Selon nous, et partant des luttes et des enjeux politiques posés, les dimensions principales et constitutives d'une véritable rupture en faveur d'une Europe des travailleurs devraient au moins les éléments suivants :

  • La promotion du plein emploi dit « travail décent ».

  • Le salaire minimum.

  • Une protection sociale de haut niveau.

  • La réduction du temps de travail.

  • La sécurisation des parcours professionnels.

  • La prévalence des droits fondamentaux sur les intérêts économiques.

  • La lutte contre le dumping social et pour la promotion du dialogue social accompagnée de droits et pouvoirs nouveaux pour les travailleurs.

  • Le renforcement de la présence syndicale dans les multinationales et l’extension des Comités d’entreprise européens (C.E.E).

  • Une politique industrielle européenne et un plan de relance de l’économie et de l’investissement public qui ouvrent les chemins de la paix et de la sécurité humaine collective.

Dans ce contexte, le PCF premièrement plaide ardemment, vous le savez, pour la création d'un Fonds européen de développement social et écologique, et Patrick Le Hyaric a encore dernièrement interpellé le président de la Commission européenne en ce sens.

Et, deuxièmement, à l'appui du rapport parlementaire de notre camarade Eric Bocquet, nous portons dans le combat politique la volonté d'une réelle lutte concertée contre l'optimisation, l'évasion et la fraude fiscale et une réévaluation de la fiscalité des multinationales afin que les peuples, les puissances publiques retrouvent les moyens de leurs politiques et choix économiques.
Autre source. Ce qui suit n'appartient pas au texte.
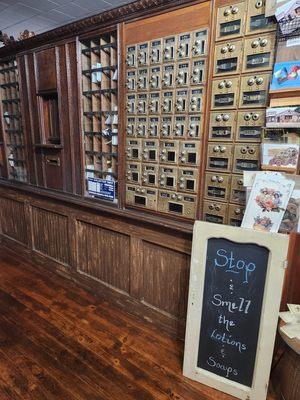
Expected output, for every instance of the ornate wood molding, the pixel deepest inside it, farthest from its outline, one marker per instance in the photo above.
(116, 15)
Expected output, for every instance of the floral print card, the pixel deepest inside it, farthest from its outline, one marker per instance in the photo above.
(268, 201)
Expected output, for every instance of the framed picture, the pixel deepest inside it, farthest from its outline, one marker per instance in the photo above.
(267, 202)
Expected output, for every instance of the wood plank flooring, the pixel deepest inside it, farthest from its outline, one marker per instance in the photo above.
(57, 341)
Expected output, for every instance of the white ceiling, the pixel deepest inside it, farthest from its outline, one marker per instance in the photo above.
(43, 15)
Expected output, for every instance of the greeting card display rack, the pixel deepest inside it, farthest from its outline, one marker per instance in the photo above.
(13, 137)
(100, 106)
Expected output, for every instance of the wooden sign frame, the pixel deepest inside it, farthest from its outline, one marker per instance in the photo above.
(277, 244)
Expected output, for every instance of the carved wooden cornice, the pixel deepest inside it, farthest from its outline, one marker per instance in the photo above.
(111, 17)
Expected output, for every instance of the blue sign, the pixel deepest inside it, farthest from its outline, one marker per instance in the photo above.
(102, 188)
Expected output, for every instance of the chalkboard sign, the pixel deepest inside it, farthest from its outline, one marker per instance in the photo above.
(234, 284)
(234, 297)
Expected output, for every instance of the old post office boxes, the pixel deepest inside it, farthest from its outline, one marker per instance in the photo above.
(149, 175)
(256, 19)
(194, 129)
(181, 100)
(246, 157)
(259, 53)
(235, 215)
(199, 47)
(143, 54)
(131, 80)
(131, 103)
(153, 126)
(189, 153)
(197, 72)
(130, 126)
(195, 102)
(222, 125)
(169, 49)
(133, 173)
(182, 74)
(155, 78)
(150, 150)
(237, 190)
(142, 103)
(142, 79)
(131, 57)
(215, 212)
(168, 76)
(166, 127)
(188, 180)
(228, 57)
(217, 186)
(219, 157)
(169, 150)
(177, 204)
(154, 103)
(167, 102)
(156, 51)
(134, 149)
(254, 90)
(142, 126)
(230, 21)
(180, 125)
(184, 42)
(250, 125)
(168, 178)
(225, 93)
(141, 197)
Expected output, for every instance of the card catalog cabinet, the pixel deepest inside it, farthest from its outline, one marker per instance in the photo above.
(165, 89)
(99, 62)
(243, 60)
(12, 139)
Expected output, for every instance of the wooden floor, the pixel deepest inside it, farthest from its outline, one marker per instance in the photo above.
(59, 342)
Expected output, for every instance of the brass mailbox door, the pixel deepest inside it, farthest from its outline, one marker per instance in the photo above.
(256, 21)
(168, 178)
(225, 93)
(199, 46)
(259, 53)
(169, 150)
(133, 173)
(246, 157)
(254, 90)
(142, 54)
(155, 51)
(180, 126)
(195, 128)
(188, 180)
(235, 215)
(217, 186)
(149, 175)
(228, 57)
(131, 57)
(237, 190)
(230, 21)
(219, 157)
(166, 129)
(215, 212)
(222, 126)
(249, 125)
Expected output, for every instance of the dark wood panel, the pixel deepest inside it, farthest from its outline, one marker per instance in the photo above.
(50, 234)
(58, 342)
(45, 69)
(104, 254)
(13, 219)
(165, 279)
(183, 19)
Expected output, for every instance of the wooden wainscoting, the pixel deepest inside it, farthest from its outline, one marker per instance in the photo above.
(147, 263)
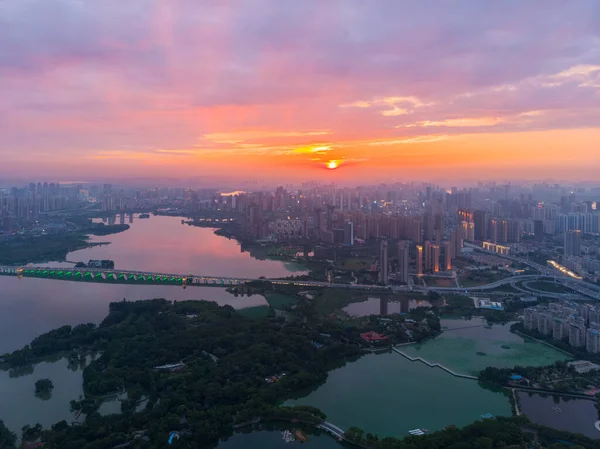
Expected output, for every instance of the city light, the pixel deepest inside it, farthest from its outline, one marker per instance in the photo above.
(564, 270)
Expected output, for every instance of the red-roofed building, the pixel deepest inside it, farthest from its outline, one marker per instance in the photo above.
(372, 337)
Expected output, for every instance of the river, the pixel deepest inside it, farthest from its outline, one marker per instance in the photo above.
(389, 395)
(34, 306)
(274, 440)
(563, 413)
(468, 346)
(158, 244)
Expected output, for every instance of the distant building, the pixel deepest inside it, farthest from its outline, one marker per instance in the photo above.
(530, 319)
(572, 243)
(403, 261)
(427, 250)
(543, 324)
(383, 262)
(577, 334)
(349, 233)
(372, 337)
(538, 230)
(383, 306)
(592, 343)
(558, 328)
(448, 255)
(583, 366)
(480, 224)
(419, 260)
(435, 255)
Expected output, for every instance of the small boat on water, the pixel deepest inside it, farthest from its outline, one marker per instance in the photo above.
(300, 436)
(287, 436)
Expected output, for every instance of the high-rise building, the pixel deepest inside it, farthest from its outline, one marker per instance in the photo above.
(403, 261)
(543, 324)
(538, 230)
(419, 260)
(435, 255)
(428, 260)
(349, 233)
(448, 255)
(530, 318)
(383, 306)
(572, 243)
(383, 263)
(592, 340)
(494, 230)
(558, 328)
(577, 333)
(480, 221)
(470, 232)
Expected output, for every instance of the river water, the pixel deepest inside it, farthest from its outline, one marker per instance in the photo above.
(468, 346)
(274, 440)
(29, 307)
(385, 394)
(389, 395)
(158, 244)
(572, 415)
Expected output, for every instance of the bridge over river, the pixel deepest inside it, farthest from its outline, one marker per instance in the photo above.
(144, 277)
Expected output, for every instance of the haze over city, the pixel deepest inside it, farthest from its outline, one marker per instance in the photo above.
(339, 90)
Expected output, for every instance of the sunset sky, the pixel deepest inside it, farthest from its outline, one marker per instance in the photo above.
(379, 89)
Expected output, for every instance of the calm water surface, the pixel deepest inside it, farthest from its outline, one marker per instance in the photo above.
(30, 307)
(274, 440)
(380, 306)
(389, 395)
(19, 405)
(576, 415)
(467, 346)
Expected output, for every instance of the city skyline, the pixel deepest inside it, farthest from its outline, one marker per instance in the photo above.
(336, 92)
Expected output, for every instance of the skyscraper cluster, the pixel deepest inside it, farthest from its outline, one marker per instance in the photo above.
(579, 324)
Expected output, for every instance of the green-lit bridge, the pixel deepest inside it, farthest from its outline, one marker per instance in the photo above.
(143, 277)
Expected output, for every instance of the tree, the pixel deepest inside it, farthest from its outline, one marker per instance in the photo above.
(43, 386)
(7, 438)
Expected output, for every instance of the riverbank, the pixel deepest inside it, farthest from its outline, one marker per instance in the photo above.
(22, 250)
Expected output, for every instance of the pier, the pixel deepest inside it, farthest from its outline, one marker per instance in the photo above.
(434, 365)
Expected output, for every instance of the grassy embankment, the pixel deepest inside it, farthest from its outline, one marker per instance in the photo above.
(21, 250)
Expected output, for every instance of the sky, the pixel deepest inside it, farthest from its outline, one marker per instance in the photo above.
(300, 89)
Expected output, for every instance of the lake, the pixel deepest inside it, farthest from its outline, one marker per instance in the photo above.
(575, 415)
(382, 306)
(20, 406)
(390, 395)
(274, 440)
(159, 244)
(30, 307)
(468, 346)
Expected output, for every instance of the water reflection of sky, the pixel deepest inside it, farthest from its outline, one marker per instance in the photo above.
(164, 244)
(381, 306)
(34, 306)
(572, 415)
(19, 405)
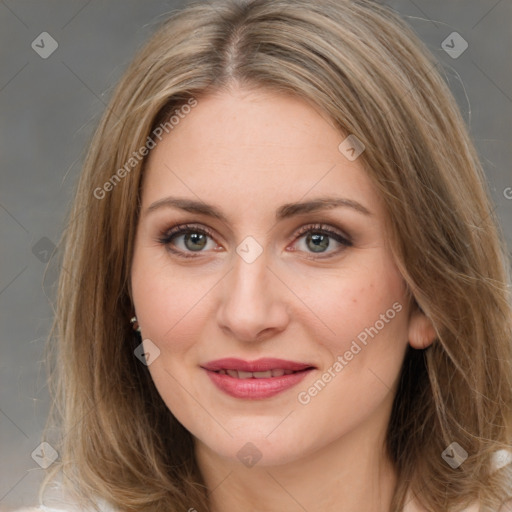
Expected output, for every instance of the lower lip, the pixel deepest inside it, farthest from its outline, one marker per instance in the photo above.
(254, 389)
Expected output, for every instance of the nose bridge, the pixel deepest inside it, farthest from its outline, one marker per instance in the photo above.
(251, 301)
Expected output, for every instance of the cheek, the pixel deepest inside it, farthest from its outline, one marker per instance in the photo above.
(168, 300)
(361, 303)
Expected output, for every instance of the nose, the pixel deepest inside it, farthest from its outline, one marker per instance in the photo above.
(252, 305)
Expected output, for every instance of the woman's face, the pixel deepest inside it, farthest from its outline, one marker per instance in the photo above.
(273, 274)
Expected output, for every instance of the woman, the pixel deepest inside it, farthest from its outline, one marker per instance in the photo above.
(285, 285)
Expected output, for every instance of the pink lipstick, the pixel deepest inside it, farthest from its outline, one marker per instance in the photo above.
(258, 379)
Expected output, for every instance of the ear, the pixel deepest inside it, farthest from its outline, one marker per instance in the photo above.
(421, 330)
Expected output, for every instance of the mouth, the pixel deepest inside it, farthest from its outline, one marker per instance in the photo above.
(254, 380)
(240, 374)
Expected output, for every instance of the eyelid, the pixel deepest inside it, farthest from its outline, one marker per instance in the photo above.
(180, 229)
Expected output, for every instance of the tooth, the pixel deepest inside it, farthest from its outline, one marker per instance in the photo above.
(263, 375)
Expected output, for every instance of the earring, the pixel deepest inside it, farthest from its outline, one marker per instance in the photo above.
(135, 324)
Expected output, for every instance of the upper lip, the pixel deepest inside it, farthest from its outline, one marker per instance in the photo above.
(260, 365)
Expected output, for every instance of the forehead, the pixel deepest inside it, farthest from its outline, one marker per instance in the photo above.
(254, 147)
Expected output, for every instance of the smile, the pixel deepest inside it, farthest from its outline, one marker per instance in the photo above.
(255, 380)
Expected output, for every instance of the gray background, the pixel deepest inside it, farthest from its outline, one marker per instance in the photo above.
(49, 108)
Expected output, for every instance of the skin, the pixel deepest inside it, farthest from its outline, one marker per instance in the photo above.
(248, 152)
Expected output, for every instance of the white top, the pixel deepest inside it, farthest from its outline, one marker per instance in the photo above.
(55, 499)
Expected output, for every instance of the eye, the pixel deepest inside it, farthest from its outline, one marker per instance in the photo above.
(195, 239)
(317, 240)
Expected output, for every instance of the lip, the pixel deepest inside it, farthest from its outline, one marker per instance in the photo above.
(255, 388)
(260, 365)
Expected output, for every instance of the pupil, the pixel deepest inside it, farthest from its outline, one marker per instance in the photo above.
(320, 242)
(195, 238)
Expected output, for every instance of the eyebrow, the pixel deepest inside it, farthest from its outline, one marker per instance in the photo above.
(283, 212)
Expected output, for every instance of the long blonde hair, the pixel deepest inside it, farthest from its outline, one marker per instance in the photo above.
(360, 64)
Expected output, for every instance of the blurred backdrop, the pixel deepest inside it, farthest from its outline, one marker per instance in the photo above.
(59, 60)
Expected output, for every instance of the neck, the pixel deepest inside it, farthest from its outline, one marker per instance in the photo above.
(351, 474)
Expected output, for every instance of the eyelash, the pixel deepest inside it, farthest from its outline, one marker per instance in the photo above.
(182, 229)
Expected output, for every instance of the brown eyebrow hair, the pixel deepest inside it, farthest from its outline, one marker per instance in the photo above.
(285, 211)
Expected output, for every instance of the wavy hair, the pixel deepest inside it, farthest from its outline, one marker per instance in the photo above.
(359, 63)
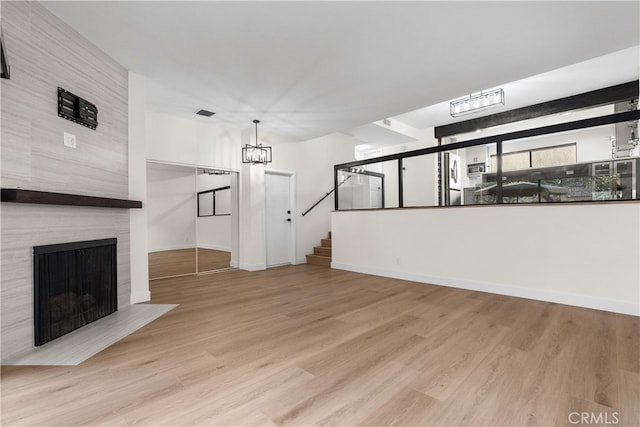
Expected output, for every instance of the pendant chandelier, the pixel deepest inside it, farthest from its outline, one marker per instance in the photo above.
(256, 154)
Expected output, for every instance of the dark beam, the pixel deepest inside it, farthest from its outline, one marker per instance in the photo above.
(15, 195)
(608, 95)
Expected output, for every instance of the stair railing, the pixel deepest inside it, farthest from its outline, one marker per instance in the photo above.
(325, 196)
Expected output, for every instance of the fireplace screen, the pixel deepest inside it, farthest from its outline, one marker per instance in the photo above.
(74, 284)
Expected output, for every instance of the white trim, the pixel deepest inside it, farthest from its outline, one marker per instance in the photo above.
(215, 248)
(253, 267)
(615, 306)
(171, 248)
(139, 297)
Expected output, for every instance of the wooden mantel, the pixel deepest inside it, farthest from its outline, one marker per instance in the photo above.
(15, 195)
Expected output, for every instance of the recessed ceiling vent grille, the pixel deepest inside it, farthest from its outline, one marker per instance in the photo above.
(205, 113)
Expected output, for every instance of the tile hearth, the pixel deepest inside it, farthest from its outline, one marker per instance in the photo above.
(79, 345)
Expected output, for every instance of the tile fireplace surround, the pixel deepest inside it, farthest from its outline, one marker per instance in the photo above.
(79, 345)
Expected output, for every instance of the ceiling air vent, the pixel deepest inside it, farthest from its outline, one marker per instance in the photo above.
(205, 113)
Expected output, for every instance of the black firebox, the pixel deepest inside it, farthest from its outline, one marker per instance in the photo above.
(74, 284)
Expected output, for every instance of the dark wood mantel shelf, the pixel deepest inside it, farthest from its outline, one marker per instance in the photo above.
(16, 195)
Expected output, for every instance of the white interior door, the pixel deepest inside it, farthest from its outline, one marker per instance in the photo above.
(279, 218)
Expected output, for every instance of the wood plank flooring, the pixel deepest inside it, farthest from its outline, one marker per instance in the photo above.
(183, 261)
(307, 345)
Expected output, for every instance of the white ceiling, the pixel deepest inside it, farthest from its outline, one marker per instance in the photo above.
(307, 69)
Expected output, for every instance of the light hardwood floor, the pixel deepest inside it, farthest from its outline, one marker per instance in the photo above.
(307, 345)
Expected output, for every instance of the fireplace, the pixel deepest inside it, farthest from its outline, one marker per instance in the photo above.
(74, 284)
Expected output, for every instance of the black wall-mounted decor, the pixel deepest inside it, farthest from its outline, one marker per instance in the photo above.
(4, 64)
(76, 109)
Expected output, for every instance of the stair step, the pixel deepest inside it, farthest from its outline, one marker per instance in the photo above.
(319, 260)
(322, 251)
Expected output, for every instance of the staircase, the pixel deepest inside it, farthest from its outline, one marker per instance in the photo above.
(321, 254)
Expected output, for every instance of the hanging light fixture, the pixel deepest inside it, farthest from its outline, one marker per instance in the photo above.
(474, 103)
(256, 154)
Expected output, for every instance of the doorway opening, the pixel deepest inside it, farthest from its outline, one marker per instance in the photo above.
(192, 219)
(279, 218)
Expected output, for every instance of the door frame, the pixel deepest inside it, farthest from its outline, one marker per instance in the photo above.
(292, 201)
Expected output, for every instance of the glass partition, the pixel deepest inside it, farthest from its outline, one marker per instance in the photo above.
(575, 156)
(420, 180)
(359, 188)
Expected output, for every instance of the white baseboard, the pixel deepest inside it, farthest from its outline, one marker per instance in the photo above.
(215, 248)
(253, 267)
(138, 297)
(171, 248)
(586, 301)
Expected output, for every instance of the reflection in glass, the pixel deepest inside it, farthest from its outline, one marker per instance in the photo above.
(359, 188)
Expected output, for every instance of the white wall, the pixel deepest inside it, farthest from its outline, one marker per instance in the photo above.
(583, 255)
(191, 142)
(171, 207)
(138, 188)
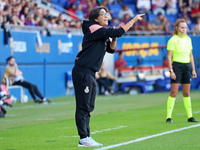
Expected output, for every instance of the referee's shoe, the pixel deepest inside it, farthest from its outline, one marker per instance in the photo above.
(192, 120)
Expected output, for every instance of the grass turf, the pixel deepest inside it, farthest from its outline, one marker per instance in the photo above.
(116, 119)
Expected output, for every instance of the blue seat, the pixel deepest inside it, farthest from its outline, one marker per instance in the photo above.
(115, 8)
(151, 17)
(171, 18)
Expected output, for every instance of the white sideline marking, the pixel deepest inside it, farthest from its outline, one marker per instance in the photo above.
(196, 112)
(100, 131)
(109, 129)
(69, 136)
(146, 137)
(46, 119)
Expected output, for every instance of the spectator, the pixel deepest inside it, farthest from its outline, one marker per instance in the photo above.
(115, 22)
(24, 14)
(183, 3)
(72, 24)
(84, 4)
(52, 23)
(78, 25)
(125, 10)
(15, 21)
(195, 12)
(31, 5)
(105, 79)
(13, 73)
(68, 3)
(59, 24)
(158, 6)
(143, 6)
(72, 10)
(197, 27)
(143, 25)
(23, 3)
(160, 23)
(104, 3)
(47, 15)
(7, 12)
(79, 11)
(66, 24)
(120, 64)
(185, 15)
(91, 5)
(171, 7)
(125, 19)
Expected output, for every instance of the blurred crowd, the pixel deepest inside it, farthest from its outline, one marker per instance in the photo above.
(23, 12)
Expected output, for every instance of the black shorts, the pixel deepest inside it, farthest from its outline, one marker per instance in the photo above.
(182, 72)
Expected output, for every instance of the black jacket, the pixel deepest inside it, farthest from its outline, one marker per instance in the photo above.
(95, 44)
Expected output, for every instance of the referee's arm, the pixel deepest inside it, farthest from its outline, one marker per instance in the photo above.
(169, 59)
(194, 75)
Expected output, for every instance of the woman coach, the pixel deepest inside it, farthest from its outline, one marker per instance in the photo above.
(95, 44)
(179, 58)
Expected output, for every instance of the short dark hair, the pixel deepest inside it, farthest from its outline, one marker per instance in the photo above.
(94, 13)
(9, 58)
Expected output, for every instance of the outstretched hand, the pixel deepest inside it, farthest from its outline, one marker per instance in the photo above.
(139, 17)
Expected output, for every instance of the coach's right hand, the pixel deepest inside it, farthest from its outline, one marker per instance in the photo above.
(172, 75)
(139, 17)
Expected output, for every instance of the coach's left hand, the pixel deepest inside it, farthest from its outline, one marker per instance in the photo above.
(194, 74)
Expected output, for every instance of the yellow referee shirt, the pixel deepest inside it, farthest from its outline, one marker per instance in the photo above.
(181, 48)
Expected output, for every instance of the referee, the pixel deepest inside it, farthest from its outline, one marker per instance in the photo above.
(95, 44)
(180, 58)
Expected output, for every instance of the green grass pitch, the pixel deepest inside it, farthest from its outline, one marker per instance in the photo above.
(116, 119)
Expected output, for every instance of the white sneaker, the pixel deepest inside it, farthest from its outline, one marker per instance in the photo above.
(88, 142)
(91, 139)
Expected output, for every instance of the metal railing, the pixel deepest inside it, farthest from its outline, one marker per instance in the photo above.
(79, 31)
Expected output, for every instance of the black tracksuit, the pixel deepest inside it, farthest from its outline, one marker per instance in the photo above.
(88, 61)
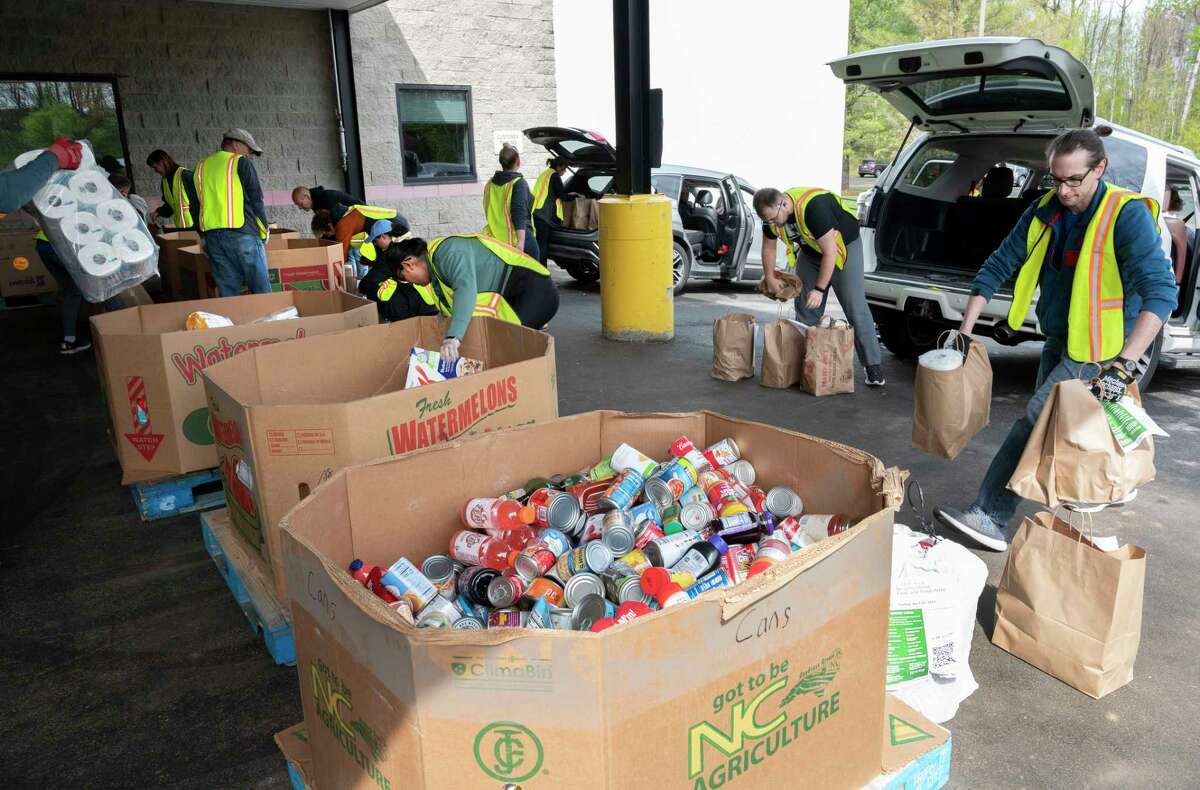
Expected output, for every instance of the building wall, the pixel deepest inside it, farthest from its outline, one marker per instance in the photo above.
(745, 87)
(191, 70)
(504, 51)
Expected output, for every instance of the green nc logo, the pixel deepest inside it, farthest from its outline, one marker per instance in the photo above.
(508, 752)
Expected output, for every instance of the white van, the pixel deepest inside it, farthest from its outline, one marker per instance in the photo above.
(978, 105)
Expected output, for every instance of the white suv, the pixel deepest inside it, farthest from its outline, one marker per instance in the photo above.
(983, 105)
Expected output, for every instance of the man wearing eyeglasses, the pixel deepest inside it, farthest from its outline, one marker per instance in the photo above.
(1107, 287)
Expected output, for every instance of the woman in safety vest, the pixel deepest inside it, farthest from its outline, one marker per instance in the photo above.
(547, 203)
(1107, 287)
(475, 275)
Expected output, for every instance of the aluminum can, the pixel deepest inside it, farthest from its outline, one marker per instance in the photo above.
(696, 515)
(581, 585)
(618, 532)
(784, 502)
(553, 509)
(623, 490)
(442, 572)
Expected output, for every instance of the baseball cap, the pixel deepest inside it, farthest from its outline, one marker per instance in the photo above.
(243, 136)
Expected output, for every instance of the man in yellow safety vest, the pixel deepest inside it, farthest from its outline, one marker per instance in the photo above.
(508, 204)
(474, 275)
(231, 215)
(1107, 287)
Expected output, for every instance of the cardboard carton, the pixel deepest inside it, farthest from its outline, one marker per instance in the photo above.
(149, 361)
(22, 271)
(288, 417)
(292, 264)
(777, 682)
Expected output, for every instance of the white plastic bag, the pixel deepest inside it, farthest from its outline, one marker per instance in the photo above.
(935, 592)
(102, 241)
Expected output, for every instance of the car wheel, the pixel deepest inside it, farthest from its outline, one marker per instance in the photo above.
(907, 336)
(681, 268)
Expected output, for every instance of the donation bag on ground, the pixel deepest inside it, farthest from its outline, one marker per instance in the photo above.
(733, 346)
(829, 358)
(952, 398)
(1069, 608)
(783, 353)
(1073, 454)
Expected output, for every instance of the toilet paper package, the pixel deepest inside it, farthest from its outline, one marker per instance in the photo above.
(99, 235)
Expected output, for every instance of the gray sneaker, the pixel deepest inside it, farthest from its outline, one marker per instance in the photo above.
(976, 525)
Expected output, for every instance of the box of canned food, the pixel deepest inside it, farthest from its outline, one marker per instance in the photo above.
(601, 600)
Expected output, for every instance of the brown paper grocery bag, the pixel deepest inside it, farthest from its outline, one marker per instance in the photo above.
(1071, 609)
(783, 354)
(1073, 456)
(951, 406)
(829, 358)
(733, 347)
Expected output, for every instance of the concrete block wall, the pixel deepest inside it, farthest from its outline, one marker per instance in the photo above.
(187, 71)
(504, 51)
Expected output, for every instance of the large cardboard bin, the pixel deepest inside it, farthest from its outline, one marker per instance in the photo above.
(292, 264)
(149, 363)
(774, 683)
(288, 417)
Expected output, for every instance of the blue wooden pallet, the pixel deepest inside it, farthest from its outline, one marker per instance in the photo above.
(174, 496)
(250, 584)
La bataille pour refonder l’Union européenne passe par la réorientation radicale des politiques conduites en son nom dans un pays comme la France, et à la recherche en permanence d’actions articulées du local au national à l’européen.

La proposition d'une « union de nations et de peuples souverains, libres et associés, coopérants, solidaires » parce que nos peuples en ont besoin pour relever des défis communs au lieu d’un fédéralisme au service du néolibéralisme, de la finance appelle à réinvestir plus largement la question de la souveraineté populaire et de la souveraineté nationale dont les dénis et mépris ne sont plus supportables.

Nous voulons pour cela, à l'occasion des Européennes, qui viennent et avec notre chef de file Ian Brossat porter en débat national et à partir des luttes et mobilisations actuelles :

  1. l'exigence de réorientation de la BCE pour placer son pouvoir de création monétaire au service du développement, du progrès social et de la transition écologique.

  2. l'exigence démocratique : donner un rôle accru au parlement européen et aux parlements nationaux, entraînant un recul des pouvoirs de la commission européenne sur laquelle doit s’exercer un contrôle démocratique permanent et effectif.